In seeking to provide an archive that reflects the works of Black South Africans, our eyes fell upon Lucas Sithole’s sculptures. Sithole  signed his artworks with  name that began with the letter T, although his elders named him Ncane, the Zulu word for small. He was born on 15 November 1931. His upbringing permitted him more than one lens to view our stories from the African land. In addition, Sithole’s childhood days lie in Springs, Swaziland and on the pavements of Motsugi street in Kwa-Thema. Sithole rose from being one of eight brothers, to being an artist everyone applauded in a room full of artists. Every single work of his deserves all the recognition and acknowledgement. Hence, even after his absence from this Earth, we celebrate his work.

image source: revisions.co.za

Sithole gave himself to the art space and in doing so, gave us artworks that have poured something into who we are. In the pages of his personal diary, Sithole wrote something that reflects that he expressed himself by sharing with the world artistically.

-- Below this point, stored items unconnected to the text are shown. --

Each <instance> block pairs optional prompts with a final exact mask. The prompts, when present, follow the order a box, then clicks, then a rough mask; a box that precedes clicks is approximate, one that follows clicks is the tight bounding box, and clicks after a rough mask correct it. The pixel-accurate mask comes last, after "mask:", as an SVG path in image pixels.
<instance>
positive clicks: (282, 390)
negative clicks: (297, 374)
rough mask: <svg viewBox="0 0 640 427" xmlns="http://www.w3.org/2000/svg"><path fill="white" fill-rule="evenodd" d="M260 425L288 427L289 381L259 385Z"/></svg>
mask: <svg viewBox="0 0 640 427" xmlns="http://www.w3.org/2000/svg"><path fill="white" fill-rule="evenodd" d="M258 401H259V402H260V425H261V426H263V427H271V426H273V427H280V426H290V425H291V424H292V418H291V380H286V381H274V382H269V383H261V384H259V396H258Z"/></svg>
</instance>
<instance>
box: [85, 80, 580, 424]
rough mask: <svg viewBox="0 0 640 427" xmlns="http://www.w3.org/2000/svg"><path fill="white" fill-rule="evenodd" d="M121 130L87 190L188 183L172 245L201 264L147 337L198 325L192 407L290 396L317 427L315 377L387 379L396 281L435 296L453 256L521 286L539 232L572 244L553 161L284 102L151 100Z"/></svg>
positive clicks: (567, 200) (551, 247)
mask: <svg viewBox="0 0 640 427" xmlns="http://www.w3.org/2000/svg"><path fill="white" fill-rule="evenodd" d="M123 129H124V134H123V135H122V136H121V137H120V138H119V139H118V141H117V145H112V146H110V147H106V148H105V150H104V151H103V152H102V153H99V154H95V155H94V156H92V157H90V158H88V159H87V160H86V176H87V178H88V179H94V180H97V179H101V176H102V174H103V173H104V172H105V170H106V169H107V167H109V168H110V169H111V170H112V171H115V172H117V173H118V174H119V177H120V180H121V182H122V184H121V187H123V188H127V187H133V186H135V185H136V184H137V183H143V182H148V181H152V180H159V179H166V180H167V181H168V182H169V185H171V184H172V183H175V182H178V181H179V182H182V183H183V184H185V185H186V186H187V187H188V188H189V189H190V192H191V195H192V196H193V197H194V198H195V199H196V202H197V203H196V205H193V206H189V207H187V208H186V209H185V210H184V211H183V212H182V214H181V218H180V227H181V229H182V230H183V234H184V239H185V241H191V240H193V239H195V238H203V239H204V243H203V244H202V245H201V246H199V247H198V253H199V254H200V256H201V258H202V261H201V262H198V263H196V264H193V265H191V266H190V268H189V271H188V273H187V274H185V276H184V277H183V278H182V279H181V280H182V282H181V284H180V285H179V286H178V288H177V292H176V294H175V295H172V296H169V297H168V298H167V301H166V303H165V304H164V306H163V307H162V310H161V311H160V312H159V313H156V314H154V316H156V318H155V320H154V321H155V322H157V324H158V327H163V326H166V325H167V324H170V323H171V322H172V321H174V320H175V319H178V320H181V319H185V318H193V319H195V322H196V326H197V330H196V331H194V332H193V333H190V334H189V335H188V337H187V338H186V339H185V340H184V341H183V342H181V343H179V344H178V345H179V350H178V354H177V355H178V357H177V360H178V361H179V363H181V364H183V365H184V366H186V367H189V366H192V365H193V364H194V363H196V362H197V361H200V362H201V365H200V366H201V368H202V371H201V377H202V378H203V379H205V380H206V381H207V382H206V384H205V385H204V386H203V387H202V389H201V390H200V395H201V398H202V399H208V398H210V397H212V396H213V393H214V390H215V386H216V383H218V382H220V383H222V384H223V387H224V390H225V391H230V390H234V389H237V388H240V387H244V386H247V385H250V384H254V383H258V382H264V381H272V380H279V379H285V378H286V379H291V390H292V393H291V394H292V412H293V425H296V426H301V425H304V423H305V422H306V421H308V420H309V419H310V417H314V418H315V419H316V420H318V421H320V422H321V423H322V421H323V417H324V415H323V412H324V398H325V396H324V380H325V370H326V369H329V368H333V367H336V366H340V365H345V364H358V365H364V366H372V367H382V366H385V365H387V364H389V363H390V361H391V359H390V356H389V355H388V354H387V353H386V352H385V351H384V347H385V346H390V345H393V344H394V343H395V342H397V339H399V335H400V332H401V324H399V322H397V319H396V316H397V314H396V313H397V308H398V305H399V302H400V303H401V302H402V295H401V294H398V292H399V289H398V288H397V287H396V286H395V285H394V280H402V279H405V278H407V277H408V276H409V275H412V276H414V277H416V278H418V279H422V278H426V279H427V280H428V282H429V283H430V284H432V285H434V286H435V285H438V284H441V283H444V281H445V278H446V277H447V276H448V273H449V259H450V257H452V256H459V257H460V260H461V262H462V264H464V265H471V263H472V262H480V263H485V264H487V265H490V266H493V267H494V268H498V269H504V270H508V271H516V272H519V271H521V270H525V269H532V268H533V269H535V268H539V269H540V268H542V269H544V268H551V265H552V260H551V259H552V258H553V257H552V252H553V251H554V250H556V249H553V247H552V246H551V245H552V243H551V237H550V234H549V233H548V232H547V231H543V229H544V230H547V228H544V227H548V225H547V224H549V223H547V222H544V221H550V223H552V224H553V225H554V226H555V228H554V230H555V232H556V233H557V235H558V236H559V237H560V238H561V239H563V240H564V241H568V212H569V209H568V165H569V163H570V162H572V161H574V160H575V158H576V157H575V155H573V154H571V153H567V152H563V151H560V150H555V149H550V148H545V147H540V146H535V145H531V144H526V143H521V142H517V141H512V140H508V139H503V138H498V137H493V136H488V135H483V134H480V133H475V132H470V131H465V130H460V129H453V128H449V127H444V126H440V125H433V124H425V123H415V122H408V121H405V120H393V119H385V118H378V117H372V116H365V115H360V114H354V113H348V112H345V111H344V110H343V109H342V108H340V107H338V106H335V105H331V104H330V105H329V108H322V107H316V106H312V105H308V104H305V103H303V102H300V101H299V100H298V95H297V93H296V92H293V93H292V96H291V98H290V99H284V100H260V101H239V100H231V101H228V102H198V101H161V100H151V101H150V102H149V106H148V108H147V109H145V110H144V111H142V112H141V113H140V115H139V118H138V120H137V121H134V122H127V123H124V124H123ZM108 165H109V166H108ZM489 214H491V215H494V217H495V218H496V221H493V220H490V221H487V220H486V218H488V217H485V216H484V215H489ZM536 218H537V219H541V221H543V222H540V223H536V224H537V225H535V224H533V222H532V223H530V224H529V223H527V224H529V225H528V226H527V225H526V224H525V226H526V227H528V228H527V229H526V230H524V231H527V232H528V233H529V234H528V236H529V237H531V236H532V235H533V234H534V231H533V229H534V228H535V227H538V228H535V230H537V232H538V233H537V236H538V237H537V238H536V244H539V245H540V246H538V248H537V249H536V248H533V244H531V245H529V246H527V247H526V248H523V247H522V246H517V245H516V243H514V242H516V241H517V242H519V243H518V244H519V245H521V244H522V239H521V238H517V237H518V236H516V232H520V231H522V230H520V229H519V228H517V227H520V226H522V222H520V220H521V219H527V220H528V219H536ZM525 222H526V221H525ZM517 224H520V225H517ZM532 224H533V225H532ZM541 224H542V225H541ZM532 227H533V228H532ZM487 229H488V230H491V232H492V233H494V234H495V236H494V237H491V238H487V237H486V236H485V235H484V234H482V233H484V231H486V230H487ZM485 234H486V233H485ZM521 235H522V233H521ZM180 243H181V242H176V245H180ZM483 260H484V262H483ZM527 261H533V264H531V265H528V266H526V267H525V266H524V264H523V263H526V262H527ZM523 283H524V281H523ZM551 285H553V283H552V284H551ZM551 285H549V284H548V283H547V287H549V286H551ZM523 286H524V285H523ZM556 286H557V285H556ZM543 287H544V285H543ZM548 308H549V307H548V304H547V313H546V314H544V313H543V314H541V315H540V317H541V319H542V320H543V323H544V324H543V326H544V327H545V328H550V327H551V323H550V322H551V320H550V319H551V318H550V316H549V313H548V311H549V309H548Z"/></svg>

This reflection is found in the words: ‘These troubles I have had – I love them very much for they have contributed to what I am to-day, and they can also be seen in my work.

The story of a system that left many fatherless in our eyes

This piece takes a look at Sithole’s sculpture that is a personal narrative. Made from bronze and stone as well as other media, his sculptures were narratives of people whose stories he expressed on their behalf.

i

In our eyes, his 1983 sculpture, Don’t worry, your father will come!, tells the story of many children in our African communities during the Apartheid era. In the dawn of segregation in our country, the migrant labour system robbed many homes of fathers. Children were left at home alone to be raised by their mothers or a mother figure. Additionally, the tales of growing up having no memories with your father [were] shared by many.

 

image source: aspireart.net

Since segregation led to Apartheid, the effects of an exploitative and oppressive system were still felt by many homes decades after. Fathers had to leave the home to work. Some fathers were jailed. Other fathers were exiled and could only imagine teaching children about where they come from. There were fathers who had no choice but to flee. Apartheid and its legacies left many children fatherless and put mothers in difficult positions. In other words, mothers were left to comfort their children, alone as a result of the pain caused by oppression. Sithole’s work is an exploration of this. It uncovers the stories we have heard many children tell about their homes.

 

ii

In addition, the wailing child portrayed in the work examines the effects that oppression had on children’s well-being. Sithole’s artwork with its focal point on the wailing child is a symbol of the emotional trauma of the children who cried for the return of their fathers. 

What is your interpretation of the narrative of Don’t worry, your father will come!?